Saturday, March 19, 2016

The 100: Season 1, Episode 10


“I know who Oppenheimer is.”

As any serious student of history is well aware, the most important weapon in the European conquest of North America was the smallest—germs, of course. Colonization is a central theme to The 100, and germs play a central role in this episode, but the show isn’t a strict allegory of the colonization of North America, and further as we’ve briefly mentioned, as much as it’s about colonization, it’s also about refugees. Besides, it wouldn’t make much sense of the Ark people, who’ve lived for three generations in a controlled environment that gets locked down at the slightest hint of a cold, and so it’s the Grounders, the natives who know the land better than the 100 do or will, who use germs to their advantage, in a way that evokes the Golden Horde’s use of the plague (come to think of it, the Grounders have a whole hell of a lot more in common with the Mongols of the Khans than Native Americans), among many others. It’s, to be sure, a horrifying tactic, widely regarded as unethical, which is admittedly, a fairly laughable thing to say about war. But it also speaks, in my view anyway, to how harsh and cruel the world the Grounders have been occupying must be for them to respond in kind. Though I bet they didn’t expect the 100 to nearly wind up shooting each other in a panic.

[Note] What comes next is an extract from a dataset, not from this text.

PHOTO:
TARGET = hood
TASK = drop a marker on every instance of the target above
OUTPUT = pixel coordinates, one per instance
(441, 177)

            One element in that world would be the Mountain Men, who Lincoln mentions here, fearfully, for the first time. All we truly know about them right now is that they exist, and Lincoln is afraid of them—and if Lincoln’s afraid of them, we should probably be terrified.
            As we see how Tree-crew makes war, we also get a study in how the 100 do so—obviously, they do so like immature teens who’ve never actually lived through one. Bellamy exhibits he sort of blustery bravado that seems very sensible, impressive, and compelling to macho youths. Jasper rides a modicum of fame (the narrative “Jasper’s bold action saved the day!” takes root much better than “Jasper’s lack of restraint may have killed us all!”) to maximum jack-assery. Clarke basically throws herself wholly into medical duties which is fair enough, actually, considering she’s both the only medic and one of the afflicted, though the planning meetings do clearly suffer for the lack of her decisiveness. Finn doesn’t necessarily reveal himself to be a master strategist, but he does exhibit the sort of cunning and tactical acuity that would have made him a clutch player around the D&D table. And Raven’s nearly felled by overestimating her capabilities, and more than a little spite and jealousy.

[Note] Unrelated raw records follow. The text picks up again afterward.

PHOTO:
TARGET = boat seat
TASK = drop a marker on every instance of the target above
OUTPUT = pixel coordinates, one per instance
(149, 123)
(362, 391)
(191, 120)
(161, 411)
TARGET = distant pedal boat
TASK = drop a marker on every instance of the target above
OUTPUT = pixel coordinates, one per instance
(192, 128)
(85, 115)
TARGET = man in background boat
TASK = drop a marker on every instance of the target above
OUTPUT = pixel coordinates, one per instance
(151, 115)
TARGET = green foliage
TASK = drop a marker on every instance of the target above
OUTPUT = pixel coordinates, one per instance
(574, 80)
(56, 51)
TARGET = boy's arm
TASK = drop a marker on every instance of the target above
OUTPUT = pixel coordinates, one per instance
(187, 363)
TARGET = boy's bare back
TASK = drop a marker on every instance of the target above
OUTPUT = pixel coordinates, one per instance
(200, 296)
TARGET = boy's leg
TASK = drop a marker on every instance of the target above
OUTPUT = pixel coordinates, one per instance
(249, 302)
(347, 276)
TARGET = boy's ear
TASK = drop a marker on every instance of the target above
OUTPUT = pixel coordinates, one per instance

            Returning to the mix is Murphy, who came bearing the plague and an ethical conundrum. Do they hold Murphy to their initial sentence, or has their circumstance and his own changed enough for everyone to reconsider? Clarke argues that ultimately the need to bolster their numbers trump everything else. But while Murphy puts on a good show of having changes his ways, torture tends not to result in good behavior under any circumstance, and his good show is exactly that—a good show that ends the second no one is watching, to Conner’s dismay. But we can come back to the faulty notion of “He’s our psychopath” later.

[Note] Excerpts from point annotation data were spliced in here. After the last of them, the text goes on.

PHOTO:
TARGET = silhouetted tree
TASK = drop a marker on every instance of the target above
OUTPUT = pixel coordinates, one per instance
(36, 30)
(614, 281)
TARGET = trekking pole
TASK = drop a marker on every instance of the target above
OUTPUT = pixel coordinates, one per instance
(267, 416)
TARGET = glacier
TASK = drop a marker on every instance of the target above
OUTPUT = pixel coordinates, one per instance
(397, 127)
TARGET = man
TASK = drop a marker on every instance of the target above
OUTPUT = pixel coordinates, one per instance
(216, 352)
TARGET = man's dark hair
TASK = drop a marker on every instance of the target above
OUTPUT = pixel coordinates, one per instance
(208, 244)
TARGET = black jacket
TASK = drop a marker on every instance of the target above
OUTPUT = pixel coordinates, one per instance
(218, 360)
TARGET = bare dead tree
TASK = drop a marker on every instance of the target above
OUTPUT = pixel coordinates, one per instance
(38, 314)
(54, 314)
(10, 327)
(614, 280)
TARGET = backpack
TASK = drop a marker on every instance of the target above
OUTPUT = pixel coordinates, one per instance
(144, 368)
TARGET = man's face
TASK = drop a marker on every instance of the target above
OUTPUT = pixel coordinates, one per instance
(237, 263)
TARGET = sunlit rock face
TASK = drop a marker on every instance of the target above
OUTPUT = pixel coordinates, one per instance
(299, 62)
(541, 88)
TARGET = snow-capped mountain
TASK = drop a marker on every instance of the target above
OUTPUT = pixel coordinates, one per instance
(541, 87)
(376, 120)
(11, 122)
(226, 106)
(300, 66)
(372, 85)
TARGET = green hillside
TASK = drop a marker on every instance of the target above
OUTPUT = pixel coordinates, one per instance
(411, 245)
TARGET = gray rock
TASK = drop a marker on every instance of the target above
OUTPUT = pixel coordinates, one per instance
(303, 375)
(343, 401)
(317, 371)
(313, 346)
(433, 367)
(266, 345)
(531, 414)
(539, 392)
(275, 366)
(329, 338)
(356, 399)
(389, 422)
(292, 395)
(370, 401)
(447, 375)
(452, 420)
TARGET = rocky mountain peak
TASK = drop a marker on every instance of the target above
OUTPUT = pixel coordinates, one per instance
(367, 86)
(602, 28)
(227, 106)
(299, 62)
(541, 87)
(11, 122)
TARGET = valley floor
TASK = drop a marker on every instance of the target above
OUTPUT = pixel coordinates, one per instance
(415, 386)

            Maybe I looked like a crazy person gushing about bullets, unreliably, and scarcity, but I think those elements start really paying off in this episode. One thing about this show that helped endear it to me so strongly is that when it gets exciting, it gets really fucking exciting in a way that certain big budget contemporaries don’t match, and the scarcity is a huge component of that. I mean, the big climax of this episode is that Jasper has to shoot a tin can. Granted it’s full of rocket fuel, and the onrushing Tree-crew Horde is on the other side of it, but still, dude has to shoot a tin can and that’s it. But, in addition to the pressure of that charging army, and Raven being at death’s door because she tried to set off the bomb herself, a clip of duds leaves him with only three chances to do it. It’s intense as hell. And the rareness of bullets only makes them that much more potent—Jasper’s first shot misses, but the sound still freezes the charging Grounders in their tracks.
            When the bomb does go off, Clarke remarks from a distance on the similarity the explosion bears to a mushroom cloud—a subtle reminder that even though these kids look like kids and cope like kids and fight like kids, but they were touched and traumatized by war before they were even born.